Cast iron waste pipes have been in use for over a hundred years. The average lifespan of cast iron waste pipes is about 50 to 75 years, depending on the quality of manufacturing. Standards for cast iron pipe have been around since the 1800’s, but they have been voluntary standards. Over the years, some companies competing for business have chosen to make an inferior product to cut costs. And so, we have a wide range of life expectancy.
To understand how cast iron waste pipes fail it is important to understand how they were made. The old method of casting pipe, called the “pit-cast” method, can leave variations in the thickness of the pipe walls. Waste running through the lines causes hydrogen sulfide gas to form. This can oxidize and produce sulfuric acid, which corrodes cast iron from the inside out. As the sulfuric acid eats away at the pipe these thinner areas become compromised first. Some drain cleaners also contain sulfuric acid and, if used continuously, can accelerate the corrosive action and further shorten the life of the cast iron pipes.

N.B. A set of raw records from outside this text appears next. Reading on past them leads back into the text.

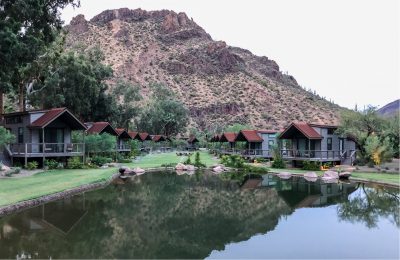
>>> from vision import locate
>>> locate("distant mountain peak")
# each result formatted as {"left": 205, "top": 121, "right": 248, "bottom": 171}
{"left": 377, "top": 99, "right": 399, "bottom": 118}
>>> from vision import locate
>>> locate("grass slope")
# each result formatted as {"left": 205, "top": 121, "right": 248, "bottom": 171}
{"left": 0, "top": 168, "right": 115, "bottom": 207}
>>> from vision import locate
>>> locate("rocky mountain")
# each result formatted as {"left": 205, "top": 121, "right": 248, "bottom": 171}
{"left": 65, "top": 8, "right": 342, "bottom": 131}
{"left": 377, "top": 99, "right": 399, "bottom": 118}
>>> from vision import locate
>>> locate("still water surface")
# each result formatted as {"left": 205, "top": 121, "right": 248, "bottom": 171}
{"left": 0, "top": 172, "right": 399, "bottom": 259}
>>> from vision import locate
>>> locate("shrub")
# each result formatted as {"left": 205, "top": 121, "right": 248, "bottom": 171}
{"left": 67, "top": 157, "right": 84, "bottom": 169}
{"left": 194, "top": 152, "right": 206, "bottom": 168}
{"left": 184, "top": 154, "right": 192, "bottom": 165}
{"left": 302, "top": 161, "right": 320, "bottom": 171}
{"left": 45, "top": 159, "right": 59, "bottom": 170}
{"left": 221, "top": 155, "right": 245, "bottom": 168}
{"left": 26, "top": 161, "right": 39, "bottom": 170}
{"left": 91, "top": 156, "right": 112, "bottom": 166}
{"left": 271, "top": 145, "right": 285, "bottom": 169}
{"left": 271, "top": 158, "right": 286, "bottom": 169}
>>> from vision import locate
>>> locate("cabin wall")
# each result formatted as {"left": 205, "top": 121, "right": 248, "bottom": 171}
{"left": 3, "top": 114, "right": 32, "bottom": 144}
{"left": 313, "top": 127, "right": 340, "bottom": 151}
{"left": 259, "top": 133, "right": 277, "bottom": 151}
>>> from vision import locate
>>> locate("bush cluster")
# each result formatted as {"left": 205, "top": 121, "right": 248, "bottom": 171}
{"left": 91, "top": 156, "right": 112, "bottom": 166}
{"left": 67, "top": 157, "right": 84, "bottom": 169}
{"left": 221, "top": 155, "right": 245, "bottom": 168}
{"left": 26, "top": 161, "right": 38, "bottom": 170}
{"left": 302, "top": 161, "right": 320, "bottom": 171}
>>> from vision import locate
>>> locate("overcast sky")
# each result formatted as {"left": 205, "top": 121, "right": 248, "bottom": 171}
{"left": 61, "top": 0, "right": 399, "bottom": 109}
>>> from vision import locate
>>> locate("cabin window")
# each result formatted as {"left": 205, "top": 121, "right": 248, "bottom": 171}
{"left": 327, "top": 137, "right": 332, "bottom": 150}
{"left": 5, "top": 116, "right": 22, "bottom": 124}
{"left": 327, "top": 128, "right": 335, "bottom": 135}
{"left": 18, "top": 127, "right": 24, "bottom": 143}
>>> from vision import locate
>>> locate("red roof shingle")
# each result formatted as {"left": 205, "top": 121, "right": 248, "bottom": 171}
{"left": 220, "top": 132, "right": 237, "bottom": 143}
{"left": 86, "top": 122, "right": 118, "bottom": 136}
{"left": 152, "top": 135, "right": 166, "bottom": 142}
{"left": 279, "top": 122, "right": 322, "bottom": 140}
{"left": 235, "top": 130, "right": 264, "bottom": 143}
{"left": 139, "top": 132, "right": 152, "bottom": 141}
{"left": 128, "top": 131, "right": 139, "bottom": 140}
{"left": 115, "top": 128, "right": 131, "bottom": 139}
{"left": 30, "top": 108, "right": 86, "bottom": 130}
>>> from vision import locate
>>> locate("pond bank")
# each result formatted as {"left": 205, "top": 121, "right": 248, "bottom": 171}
{"left": 0, "top": 171, "right": 119, "bottom": 217}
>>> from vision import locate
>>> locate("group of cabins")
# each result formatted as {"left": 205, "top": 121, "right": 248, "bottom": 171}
{"left": 211, "top": 122, "right": 356, "bottom": 165}
{"left": 0, "top": 107, "right": 357, "bottom": 167}
{"left": 0, "top": 108, "right": 171, "bottom": 167}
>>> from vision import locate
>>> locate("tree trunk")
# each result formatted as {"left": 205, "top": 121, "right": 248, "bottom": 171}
{"left": 19, "top": 83, "right": 24, "bottom": 112}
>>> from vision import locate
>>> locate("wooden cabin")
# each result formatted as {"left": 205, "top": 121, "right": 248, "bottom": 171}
{"left": 85, "top": 122, "right": 129, "bottom": 153}
{"left": 278, "top": 122, "right": 356, "bottom": 165}
{"left": 219, "top": 132, "right": 237, "bottom": 149}
{"left": 115, "top": 128, "right": 132, "bottom": 152}
{"left": 257, "top": 130, "right": 279, "bottom": 158}
{"left": 234, "top": 130, "right": 264, "bottom": 157}
{"left": 187, "top": 136, "right": 199, "bottom": 150}
{"left": 1, "top": 108, "right": 86, "bottom": 167}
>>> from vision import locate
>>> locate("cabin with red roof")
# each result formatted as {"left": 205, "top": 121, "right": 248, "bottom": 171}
{"left": 278, "top": 122, "right": 356, "bottom": 164}
{"left": 115, "top": 128, "right": 132, "bottom": 152}
{"left": 219, "top": 132, "right": 237, "bottom": 149}
{"left": 1, "top": 108, "right": 86, "bottom": 167}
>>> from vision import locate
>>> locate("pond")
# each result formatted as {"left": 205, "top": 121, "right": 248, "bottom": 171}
{"left": 0, "top": 171, "right": 399, "bottom": 259}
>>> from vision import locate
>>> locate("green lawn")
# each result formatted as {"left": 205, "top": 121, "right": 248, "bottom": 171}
{"left": 124, "top": 151, "right": 219, "bottom": 169}
{"left": 0, "top": 168, "right": 115, "bottom": 207}
{"left": 269, "top": 167, "right": 399, "bottom": 185}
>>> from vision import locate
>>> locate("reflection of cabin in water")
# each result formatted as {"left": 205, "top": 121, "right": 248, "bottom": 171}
{"left": 1, "top": 194, "right": 88, "bottom": 237}
{"left": 246, "top": 174, "right": 358, "bottom": 208}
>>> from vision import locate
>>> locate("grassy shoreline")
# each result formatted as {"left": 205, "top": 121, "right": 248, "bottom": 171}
{"left": 269, "top": 168, "right": 400, "bottom": 185}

When examining cast iron waste pipes, you’ll typically find two different signs of failure. One is cracking that usually forms on top of the pipe or at a seam, created by the form used during the casting process. The other external indication of failure is blobs of rust, usually found on the underside of horizontal sections, but can appear on horizontal sections of pipe as well. The size of these blobs can range from little pimples, to the size of a walnut. These aren’t as obvious as cracks and can be overlooked because they don’t leak continuously. As the iron around a pinhole rusts, the iron expands and seals the leak. While they might not be actively leaking when discovered, it’s certainly a sign that internal corrosion has breached the wall of the pipe. When these signs of failure are found your cast iron waste pipes have neared the end of their serviceable life.